Untuk melakukan ijmak, terdapat empat rukun yang harus dipenuhi yaitu:
1. Jumlah mujtahid pada saat peristiwa itu lebih dari satu untuk melakukan sidang
kesepakatan.
2. Sepakat atas suatu hukum syar’i tentang suatu peristiwa, semua mujtahid yang
melakukan sidang kesepakatan harus menanggalkan jiwa kesukuan, kepentingan
golongan, dan ras sehingga hasil kesepakatan harus murni berdasar pada hukum
syar’i.
3. Harus ada kesepakatan dengan pendapat dari tiap mujtahid (semua mujtahid
memberikan respon atas peristiwa yang terjadi), baik pendapat itu dikeluarkan
dengan ucapan fatwa maupun perbuatan atau tindakan atas suatu peristiwa;
4. Semua mujtahid sepakat atas hasil sidang.

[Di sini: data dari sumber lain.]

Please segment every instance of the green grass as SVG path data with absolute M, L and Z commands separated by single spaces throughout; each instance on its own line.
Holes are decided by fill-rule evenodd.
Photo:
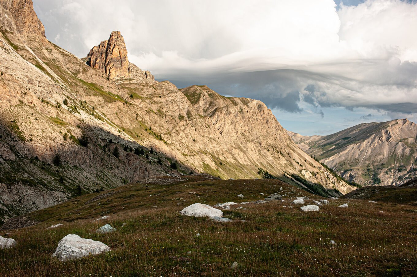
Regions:
M 65 121 L 61 120 L 60 119 L 58 118 L 58 117 L 49 117 L 49 119 L 51 121 L 52 121 L 52 122 L 54 122 L 56 124 L 58 124 L 60 126 L 64 126 L 68 125 L 68 123 L 67 123 L 66 122 L 65 122 Z
M 7 33 L 9 32 L 9 33 L 10 33 L 10 32 L 8 32 L 5 30 L 0 30 L 0 32 L 1 32 L 3 36 L 4 37 L 5 39 L 7 41 L 7 43 L 9 44 L 9 45 L 12 47 L 12 48 L 13 48 L 15 51 L 17 51 L 20 49 L 20 47 L 12 42 L 12 41 L 10 40 L 10 39 L 9 38 L 9 37 L 7 36 Z
M 15 135 L 19 138 L 20 140 L 22 141 L 26 141 L 26 137 L 23 135 L 24 133 L 23 132 L 20 131 L 20 128 L 19 127 L 19 125 L 16 122 L 15 120 L 13 120 L 10 123 L 9 125 L 10 130 L 12 131 L 15 133 Z
M 79 78 L 77 78 L 77 80 L 82 84 L 89 88 L 91 91 L 103 97 L 103 98 L 108 102 L 111 102 L 119 101 L 123 103 L 125 102 L 125 100 L 121 96 L 108 91 L 104 91 L 103 90 L 103 87 L 97 84 L 89 83 Z
M 417 205 L 417 187 L 367 186 L 345 195 L 343 197 Z
M 342 209 L 337 205 L 346 200 L 331 200 L 319 212 L 304 212 L 298 207 L 283 206 L 291 206 L 290 201 L 300 195 L 318 198 L 279 181 L 196 182 L 199 177 L 195 178 L 191 183 L 131 183 L 77 197 L 58 205 L 61 210 L 39 211 L 44 213 L 45 221 L 11 232 L 18 247 L 0 251 L 0 275 L 350 277 L 395 276 L 393 272 L 409 276 L 417 272 L 417 223 L 410 206 L 351 200 L 349 208 Z M 291 195 L 284 197 L 284 203 L 248 204 L 246 210 L 225 212 L 225 216 L 246 222 L 220 223 L 178 213 L 205 197 L 210 204 L 259 199 L 264 197 L 260 192 L 278 192 L 281 186 L 282 194 Z M 123 192 L 109 194 L 118 190 Z M 237 192 L 245 198 L 237 199 Z M 134 207 L 133 202 L 140 207 Z M 47 212 L 52 210 L 51 218 Z M 110 215 L 108 221 L 92 222 L 103 214 Z M 45 230 L 57 223 L 64 225 Z M 95 232 L 107 223 L 118 230 L 108 235 Z M 50 256 L 68 234 L 102 241 L 112 251 L 60 262 Z M 332 246 L 330 240 L 337 245 Z M 232 269 L 234 262 L 239 265 Z

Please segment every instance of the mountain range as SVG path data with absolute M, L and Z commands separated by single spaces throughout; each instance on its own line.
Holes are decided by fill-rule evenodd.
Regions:
M 48 40 L 30 0 L 0 9 L 2 221 L 167 175 L 277 178 L 327 196 L 354 189 L 261 101 L 156 80 L 129 61 L 118 31 L 80 59 Z
M 417 125 L 407 119 L 362 123 L 327 136 L 289 134 L 349 181 L 398 186 L 417 177 Z

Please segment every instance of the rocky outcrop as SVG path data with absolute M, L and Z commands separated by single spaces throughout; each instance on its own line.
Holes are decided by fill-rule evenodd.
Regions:
M 83 239 L 76 235 L 68 235 L 58 243 L 58 247 L 52 257 L 65 262 L 110 251 L 110 247 L 101 242 Z
M 201 217 L 223 217 L 223 212 L 206 204 L 196 203 L 184 208 L 180 212 L 181 215 Z
M 113 81 L 156 82 L 149 71 L 142 70 L 129 62 L 125 40 L 118 31 L 112 32 L 108 40 L 93 47 L 86 60 L 88 65 L 104 72 Z
M 29 19 L 17 22 L 26 19 L 1 2 L 8 19 L 0 23 L 17 32 L 0 33 L 0 223 L 168 174 L 276 177 L 333 196 L 353 189 L 297 147 L 261 101 L 156 81 L 129 62 L 117 32 L 89 53 L 89 66 L 30 23 L 31 2 L 12 2 Z
M 289 134 L 300 148 L 359 185 L 400 185 L 417 177 L 417 125 L 406 118 L 324 136 Z
M 111 233 L 112 232 L 116 232 L 116 228 L 113 228 L 112 227 L 110 224 L 106 224 L 106 225 L 101 226 L 97 230 L 97 232 L 100 233 L 101 234 L 106 234 L 107 233 Z
M 300 207 L 303 212 L 317 212 L 320 210 L 320 207 L 316 205 L 307 205 Z
M 16 241 L 13 239 L 8 239 L 0 236 L 0 249 L 11 248 L 16 246 Z
M 33 10 L 32 0 L 2 0 L 0 22 L 0 28 L 9 32 L 45 38 L 45 27 Z

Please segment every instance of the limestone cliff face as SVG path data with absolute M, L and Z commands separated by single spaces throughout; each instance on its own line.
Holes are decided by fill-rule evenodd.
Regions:
M 261 102 L 156 81 L 128 62 L 117 32 L 90 52 L 92 67 L 39 28 L 19 30 L 0 34 L 0 220 L 169 173 L 261 178 L 261 168 L 326 195 L 353 189 L 297 147 Z
M 33 10 L 32 0 L 2 0 L 0 22 L 0 27 L 8 32 L 45 38 L 45 27 Z
M 362 185 L 399 185 L 417 177 L 417 125 L 362 123 L 327 136 L 290 134 L 307 153 Z
M 128 51 L 123 37 L 118 31 L 112 32 L 107 40 L 94 46 L 87 56 L 87 63 L 104 73 L 111 80 L 129 80 L 154 82 L 149 71 L 141 70 L 128 60 Z

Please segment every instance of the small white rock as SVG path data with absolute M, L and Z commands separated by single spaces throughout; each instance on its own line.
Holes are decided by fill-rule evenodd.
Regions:
M 103 226 L 101 226 L 97 229 L 97 232 L 101 234 L 106 234 L 107 233 L 111 233 L 116 231 L 116 228 L 113 228 L 110 224 L 106 224 Z
M 51 229 L 54 228 L 56 228 L 57 227 L 59 227 L 60 226 L 62 226 L 62 224 L 61 223 L 58 223 L 56 225 L 53 225 L 51 226 L 50 227 L 48 227 L 48 228 L 46 228 L 46 230 L 47 230 L 48 229 Z
M 16 241 L 0 236 L 0 249 L 11 248 L 16 246 Z
M 304 204 L 304 199 L 302 198 L 297 199 L 291 202 L 291 203 L 296 205 L 302 205 Z
M 235 203 L 234 202 L 226 202 L 226 203 L 223 203 L 223 204 L 218 203 L 216 205 L 214 205 L 214 207 L 218 208 L 224 208 L 228 206 L 230 206 L 231 205 L 239 205 L 238 203 Z

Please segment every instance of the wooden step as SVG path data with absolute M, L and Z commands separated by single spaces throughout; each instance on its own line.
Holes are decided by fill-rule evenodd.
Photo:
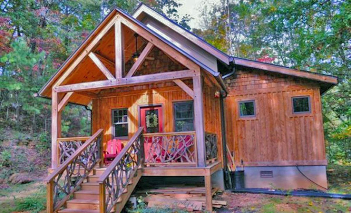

Ditinjau dari sudut pandang cara menghasilkan hukum, terdapat dua macam ijmak:
1. Ijmak sharih (bersih atau murni), ijmak sharih merupakan kesepakatan mujtahid
terhadap hukum mengenai suatu peristiwa yang masing-masing mujtahid bebas
mengemukakan pendapat, hal ini jelas terlihat pada fatwa-fatwa yang dikeluarkan
mujtahid dan tiap-tiap mujtahid merupakan sumber hukum atau orang yang memang
ahli dari menghukumi suatu peristiwa tersebut, hal ini jelas terlihat dari pendapat-
pendapat mereka.
2. Ijmak sukuti, disini sebagian mujtahid terang-terangan mengemukakan pendapatnya
melalui fatwa atau memutuskan suatu perkara, disisi lain sebagian yang lain hanya
berdiam diri yang berarti menyetujui saja.